The multibillion-dollar International Thermonuclear Experimental Reactor (ITER) project will either be sited in the French town of Cadarache or the northern Japanese village of Rokkasho-mura.

The project aims to be a test bed for what is being billed as the clean, safe, inexhaustible energy source of the future, emulating the sun's nuclear fusion. The project, however, is not expected to generate electricity before

"I am proud to say today that the United States strongly supports building ITER here in Japan. From a technical standpoint you offer the superior site," US Secretary of Energy Spencer Abraham told a gathering of Japanese business leaders during a visit to Tokyo.

"The location of Rokkasho is superbly situated to receive the large materials needed for ITER.

"Your technical and engineering skills are known and admired in every corner of the world.
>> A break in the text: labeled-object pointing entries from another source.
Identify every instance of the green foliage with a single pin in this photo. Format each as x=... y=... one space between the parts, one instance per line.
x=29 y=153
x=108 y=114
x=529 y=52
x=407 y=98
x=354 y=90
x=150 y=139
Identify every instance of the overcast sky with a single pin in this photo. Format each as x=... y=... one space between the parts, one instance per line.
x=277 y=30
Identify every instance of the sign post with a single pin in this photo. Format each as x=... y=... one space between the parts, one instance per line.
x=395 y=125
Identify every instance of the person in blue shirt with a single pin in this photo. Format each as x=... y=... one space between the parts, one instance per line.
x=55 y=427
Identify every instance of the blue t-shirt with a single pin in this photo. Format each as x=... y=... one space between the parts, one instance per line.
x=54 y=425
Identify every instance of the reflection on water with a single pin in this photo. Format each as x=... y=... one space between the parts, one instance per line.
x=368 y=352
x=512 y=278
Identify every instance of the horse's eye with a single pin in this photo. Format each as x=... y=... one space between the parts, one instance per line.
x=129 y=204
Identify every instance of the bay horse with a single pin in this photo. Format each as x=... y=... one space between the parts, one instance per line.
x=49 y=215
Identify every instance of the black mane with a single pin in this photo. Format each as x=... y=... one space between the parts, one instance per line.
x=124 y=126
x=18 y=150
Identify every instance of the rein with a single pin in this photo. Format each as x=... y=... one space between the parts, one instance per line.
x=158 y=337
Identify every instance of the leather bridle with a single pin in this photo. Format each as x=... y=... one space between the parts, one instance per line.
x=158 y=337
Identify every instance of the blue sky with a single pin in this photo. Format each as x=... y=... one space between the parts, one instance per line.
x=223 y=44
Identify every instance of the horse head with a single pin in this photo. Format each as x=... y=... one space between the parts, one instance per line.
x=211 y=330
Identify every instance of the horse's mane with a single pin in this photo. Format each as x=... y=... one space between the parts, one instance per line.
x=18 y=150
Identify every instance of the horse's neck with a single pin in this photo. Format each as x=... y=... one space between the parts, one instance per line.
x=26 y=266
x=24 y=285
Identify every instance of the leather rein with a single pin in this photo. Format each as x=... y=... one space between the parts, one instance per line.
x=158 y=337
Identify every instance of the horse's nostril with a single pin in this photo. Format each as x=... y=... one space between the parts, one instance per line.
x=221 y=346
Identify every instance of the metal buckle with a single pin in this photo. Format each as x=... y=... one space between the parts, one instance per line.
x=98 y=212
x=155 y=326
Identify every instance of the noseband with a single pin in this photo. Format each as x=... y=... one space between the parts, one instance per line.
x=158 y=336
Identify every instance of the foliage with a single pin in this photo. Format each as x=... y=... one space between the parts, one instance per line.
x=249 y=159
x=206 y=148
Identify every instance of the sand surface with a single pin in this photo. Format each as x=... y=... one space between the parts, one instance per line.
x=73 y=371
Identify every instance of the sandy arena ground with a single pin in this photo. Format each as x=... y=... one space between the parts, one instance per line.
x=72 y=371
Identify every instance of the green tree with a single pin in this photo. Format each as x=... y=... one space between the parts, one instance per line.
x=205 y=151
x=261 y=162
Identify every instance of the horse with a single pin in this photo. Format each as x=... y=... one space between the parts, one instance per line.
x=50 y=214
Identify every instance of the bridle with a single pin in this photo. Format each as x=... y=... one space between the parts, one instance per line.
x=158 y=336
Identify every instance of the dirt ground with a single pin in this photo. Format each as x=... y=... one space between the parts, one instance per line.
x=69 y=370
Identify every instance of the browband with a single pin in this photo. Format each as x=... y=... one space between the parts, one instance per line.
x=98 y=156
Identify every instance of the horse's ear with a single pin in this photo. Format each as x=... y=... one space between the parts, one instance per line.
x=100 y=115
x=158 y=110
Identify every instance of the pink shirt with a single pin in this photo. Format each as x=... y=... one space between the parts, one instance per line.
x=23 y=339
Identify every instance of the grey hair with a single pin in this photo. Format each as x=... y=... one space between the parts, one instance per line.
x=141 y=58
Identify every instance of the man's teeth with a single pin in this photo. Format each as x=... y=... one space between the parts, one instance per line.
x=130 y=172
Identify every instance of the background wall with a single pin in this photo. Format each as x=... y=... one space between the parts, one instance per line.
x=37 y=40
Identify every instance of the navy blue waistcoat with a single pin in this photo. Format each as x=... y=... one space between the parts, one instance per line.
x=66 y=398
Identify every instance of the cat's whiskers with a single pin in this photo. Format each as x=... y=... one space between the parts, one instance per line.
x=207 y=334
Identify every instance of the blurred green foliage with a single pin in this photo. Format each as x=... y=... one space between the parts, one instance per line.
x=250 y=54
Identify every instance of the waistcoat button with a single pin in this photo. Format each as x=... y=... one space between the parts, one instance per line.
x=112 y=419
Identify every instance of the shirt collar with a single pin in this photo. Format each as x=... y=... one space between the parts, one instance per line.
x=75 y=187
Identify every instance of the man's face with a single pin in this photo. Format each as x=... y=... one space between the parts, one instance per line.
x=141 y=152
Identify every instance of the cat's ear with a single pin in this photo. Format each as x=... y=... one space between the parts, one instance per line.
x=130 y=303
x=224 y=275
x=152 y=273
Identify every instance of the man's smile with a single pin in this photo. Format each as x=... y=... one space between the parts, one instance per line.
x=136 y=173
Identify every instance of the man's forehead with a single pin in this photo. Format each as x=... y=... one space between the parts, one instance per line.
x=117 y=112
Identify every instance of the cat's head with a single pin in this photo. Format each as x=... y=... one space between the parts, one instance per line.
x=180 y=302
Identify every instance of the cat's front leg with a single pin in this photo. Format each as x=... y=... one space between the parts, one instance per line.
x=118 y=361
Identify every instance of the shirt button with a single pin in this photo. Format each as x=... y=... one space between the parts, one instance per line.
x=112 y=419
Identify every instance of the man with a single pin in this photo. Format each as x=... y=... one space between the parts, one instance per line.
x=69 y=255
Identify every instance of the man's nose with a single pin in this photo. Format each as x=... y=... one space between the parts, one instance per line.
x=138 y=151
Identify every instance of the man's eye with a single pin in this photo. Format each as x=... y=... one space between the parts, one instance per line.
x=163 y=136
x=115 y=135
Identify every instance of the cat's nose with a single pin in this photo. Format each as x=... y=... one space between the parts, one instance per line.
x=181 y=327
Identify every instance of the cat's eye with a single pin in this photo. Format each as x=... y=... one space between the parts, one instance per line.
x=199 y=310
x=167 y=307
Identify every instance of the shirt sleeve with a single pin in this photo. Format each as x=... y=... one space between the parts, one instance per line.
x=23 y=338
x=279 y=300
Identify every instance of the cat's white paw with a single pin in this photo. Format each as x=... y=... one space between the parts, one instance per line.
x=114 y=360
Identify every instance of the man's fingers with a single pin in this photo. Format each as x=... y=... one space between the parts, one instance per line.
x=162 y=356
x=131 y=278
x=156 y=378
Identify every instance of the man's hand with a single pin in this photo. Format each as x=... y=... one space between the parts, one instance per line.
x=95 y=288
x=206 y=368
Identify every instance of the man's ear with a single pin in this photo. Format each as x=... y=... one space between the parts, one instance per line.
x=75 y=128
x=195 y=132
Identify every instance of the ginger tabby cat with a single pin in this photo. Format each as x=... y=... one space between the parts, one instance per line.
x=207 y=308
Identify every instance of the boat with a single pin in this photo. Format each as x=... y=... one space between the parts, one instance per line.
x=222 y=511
What is more, the local communinity clearly welcomes this project and has always gone out of its way to encourage the siting of ITER in Rokkasho," Abraham said.

A spokesman for the US embassy in Tokyo confirmed it was the first time that Washington had gone on record in support of the Japanese bid.

"We feel extremely encouraged by his comment," an official from Japan's science and technology ministry told AFP.

"We will continue to work with other countries so that we can build ITER in Rokkasho-mura."

The choice between Cadarache and Rokkasho-mura was supposed to have been made in December by delegates from the European Union, the US, China, Japan, South Korea and Russia at a meeting in Reston, Virginia, west of Washington.

But after they failed to reach a consensus, the decision was delayed, probably until mid-February.

The European Union, Russia and China supported the Cadarache site, while the US, Japan and South Korea preferred the Japanese site, according to a delegate present at the meeting.

A French source close to ITER told AFP it would have been better for Abraham to have waited for the completion of ongoing technical studies before commenting. "The remarks of the US secretary amount to a questionable way of disrupting the study," she said.

The source dismissed Abraham's endorsement of Rokkasho's coastal location for the easier delivery of large components, arguing its exposure to the risk of earthquake and tidal waves was more important.

The Japanese site has many assets including the close proximity of a port, a ground of solid bedrock and a nearby US military base.

Rokkasho-mura is already home to a nuclear reprocessing facility due to start operating in July 2006, a uranium enrichment facility and low and high-level nuclear waste facilities.

The French site offers an existing research facility and a better climate.

Lobbying for the world's first nuclear fusion reactor has been intense as it will provide an economic boom to its chosen site. French officials have estimated the project could bring 30 billion dollars to the economy of the chosen venue over 30 years.

It will cost five billion dollars to build the reactor, and five billion to run it for 10 to 20 years, according to project supporters.

The choice of the site must be made by consensus, and not by a simple majority, partly because all parties will be required to fund the project.